The same franchise that ended a hurricane-disrupted, vagabond 2005 season at 3-13 is now trying to figure out how to carry momentum and sharpness into the playoffs without getting anyone hurt.
It doesn’t help that the Saints (10-5) line up Sunday against the Carolina Panthers (7-8), an NFC South rival looking to avoid a losing season, regardless of whether the results of other games this weekend have ended their faint playoff hopes.
“We’re going in there to give it our best; 8-8 sounds a lot better than 7-9,” Panthers coach John Fox said.
The safest move for rookie coach Sean Payton may be to rest the starters as much as possible. Yet Payton worries about rustiness, given that the Saints will have next weekend off, having clinched the No. 2 playoff seeding in the NFC last weekend and the first-round bye that goes with it.
“I don’t know if there’s a perfect answer,” Payton said. “It might be different for one position than another.”
The Saints’ first loss of the season came at Carolina in Week 4. It was the only divisional loss for New Orleans and one of only two losses on the road, the other coming at Pittsburgh.
If the Saints lose to Carolina again, they will prepare to host their first playoff game since the 2000 season knowing they were a mediocre 4-4 in the rebuilt Louisiana Superdome.
“I don’t think anyone in this locker room sees the game as being meaningless,” standout rookie receiver Marques Colston said. “This is a game we definitely want to go out and win. You obviously want to go into the playoffs with momentum and a high confidence level.”
Colston spoke as he cut off tape wrapped around his right ankle, which he sprained earlier this season. Yet Colston said the fact that he has recently returned to action is more of a reason to play against Carolina.
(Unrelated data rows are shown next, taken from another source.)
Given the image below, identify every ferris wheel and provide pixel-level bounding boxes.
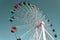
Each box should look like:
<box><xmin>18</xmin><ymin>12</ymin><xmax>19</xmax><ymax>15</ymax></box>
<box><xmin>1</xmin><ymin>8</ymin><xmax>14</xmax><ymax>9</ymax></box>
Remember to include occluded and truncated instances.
<box><xmin>9</xmin><ymin>2</ymin><xmax>57</xmax><ymax>40</ymax></box>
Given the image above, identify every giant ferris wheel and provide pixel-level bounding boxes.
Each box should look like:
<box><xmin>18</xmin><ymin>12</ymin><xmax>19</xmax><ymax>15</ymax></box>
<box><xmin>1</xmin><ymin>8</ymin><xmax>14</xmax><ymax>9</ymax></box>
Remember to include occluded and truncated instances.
<box><xmin>9</xmin><ymin>2</ymin><xmax>57</xmax><ymax>40</ymax></box>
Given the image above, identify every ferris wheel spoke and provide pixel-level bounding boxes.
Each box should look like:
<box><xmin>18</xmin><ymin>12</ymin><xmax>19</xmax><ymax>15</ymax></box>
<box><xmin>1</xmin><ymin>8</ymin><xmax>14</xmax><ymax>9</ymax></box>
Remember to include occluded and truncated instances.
<box><xmin>21</xmin><ymin>27</ymin><xmax>34</xmax><ymax>38</ymax></box>
<box><xmin>45</xmin><ymin>29</ymin><xmax>55</xmax><ymax>40</ymax></box>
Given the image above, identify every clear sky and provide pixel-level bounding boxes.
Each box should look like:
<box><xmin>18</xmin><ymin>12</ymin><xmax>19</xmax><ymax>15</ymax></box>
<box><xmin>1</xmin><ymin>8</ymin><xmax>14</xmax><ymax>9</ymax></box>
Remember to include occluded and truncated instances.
<box><xmin>0</xmin><ymin>0</ymin><xmax>60</xmax><ymax>40</ymax></box>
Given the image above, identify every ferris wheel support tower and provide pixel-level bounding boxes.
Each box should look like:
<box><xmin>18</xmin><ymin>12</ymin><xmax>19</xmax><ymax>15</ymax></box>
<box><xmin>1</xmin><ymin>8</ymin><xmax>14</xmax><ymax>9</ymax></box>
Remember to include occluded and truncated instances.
<box><xmin>42</xmin><ymin>21</ymin><xmax>46</xmax><ymax>40</ymax></box>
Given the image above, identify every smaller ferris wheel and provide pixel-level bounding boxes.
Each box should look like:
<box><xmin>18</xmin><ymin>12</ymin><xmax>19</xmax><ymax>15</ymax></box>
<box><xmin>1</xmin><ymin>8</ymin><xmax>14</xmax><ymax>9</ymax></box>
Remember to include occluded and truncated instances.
<box><xmin>9</xmin><ymin>2</ymin><xmax>57</xmax><ymax>40</ymax></box>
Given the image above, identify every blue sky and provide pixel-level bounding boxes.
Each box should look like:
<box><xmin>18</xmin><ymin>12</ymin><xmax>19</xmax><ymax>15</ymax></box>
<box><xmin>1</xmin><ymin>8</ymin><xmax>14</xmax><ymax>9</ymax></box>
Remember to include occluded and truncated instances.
<box><xmin>0</xmin><ymin>0</ymin><xmax>60</xmax><ymax>40</ymax></box>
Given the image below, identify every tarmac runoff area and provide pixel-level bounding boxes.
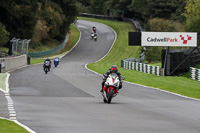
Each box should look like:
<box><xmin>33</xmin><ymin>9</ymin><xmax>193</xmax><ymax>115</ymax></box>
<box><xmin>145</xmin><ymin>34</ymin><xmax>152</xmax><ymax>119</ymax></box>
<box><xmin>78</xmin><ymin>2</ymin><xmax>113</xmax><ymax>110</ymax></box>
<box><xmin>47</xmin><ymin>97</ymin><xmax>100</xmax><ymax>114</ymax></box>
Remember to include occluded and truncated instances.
<box><xmin>0</xmin><ymin>73</ymin><xmax>35</xmax><ymax>133</ymax></box>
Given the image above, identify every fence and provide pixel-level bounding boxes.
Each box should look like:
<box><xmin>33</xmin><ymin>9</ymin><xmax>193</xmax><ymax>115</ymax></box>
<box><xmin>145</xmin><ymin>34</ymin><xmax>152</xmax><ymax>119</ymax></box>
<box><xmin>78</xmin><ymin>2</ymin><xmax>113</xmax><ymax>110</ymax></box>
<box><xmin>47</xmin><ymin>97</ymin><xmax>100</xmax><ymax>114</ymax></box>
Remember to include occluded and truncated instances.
<box><xmin>190</xmin><ymin>67</ymin><xmax>200</xmax><ymax>81</ymax></box>
<box><xmin>121</xmin><ymin>60</ymin><xmax>161</xmax><ymax>76</ymax></box>
<box><xmin>0</xmin><ymin>54</ymin><xmax>27</xmax><ymax>73</ymax></box>
<box><xmin>28</xmin><ymin>34</ymin><xmax>68</xmax><ymax>58</ymax></box>
<box><xmin>10</xmin><ymin>38</ymin><xmax>31</xmax><ymax>56</ymax></box>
Additional playing time will help him regain the form that had him leading the NFL in yards receiving before he missed nearly three full games, he said.
“Our coaching staff has done a great job making decisions to this point in the season, so that’s in their hands,” Colston said.
Drew Brees, whose league-leading 4,372 yards passing have been a crucial part of the Saints’ resurgence, also struggled with the concept of watching from the sideline while a sellout crowd in the dome looks to kick off New Year’s Eve celebrations by cheering on a Saints victory.
“You want to go out with a win,” Brees said. “You feel good after wins. You feel terrible after losses, no matter if it’s preseason or another time. They still mean something.”
The Panthers expected to have starting quarterback Jake Delhomme back after a three-game absence.
Delhomme, who had ligament damage in his right thumb, returned to practice this week and threw the ball effectively. Carolina lost two of the games he missed during a four-game losing streak that left the Panthers struggling to stay in the NFC wild-card race.
“We’ll see how he handles himself out there, but you can assume he’ll do an outstanding job,” wide receiver Steve Smith said. “It’s always good to have your guy back there and be confident knowing what he can do.”
Regardless of who wins, the Saints will complete a remarkable first regular season back in New Orleans after being displaced by Hurricane Katrina a year earlier. Other than the fact no major storms hit New Orleans this year, the surprising Saints seem to be the best thing to happen to this rebuilding city in 2006. Payton, often speaking about the need for his team to have an inspiring presence during the region’s recovery, doesn’t want to end the year on a sour note. “I told our team that it’s important we finish strong and we certainly have a lot of respect for Carolina,” he said.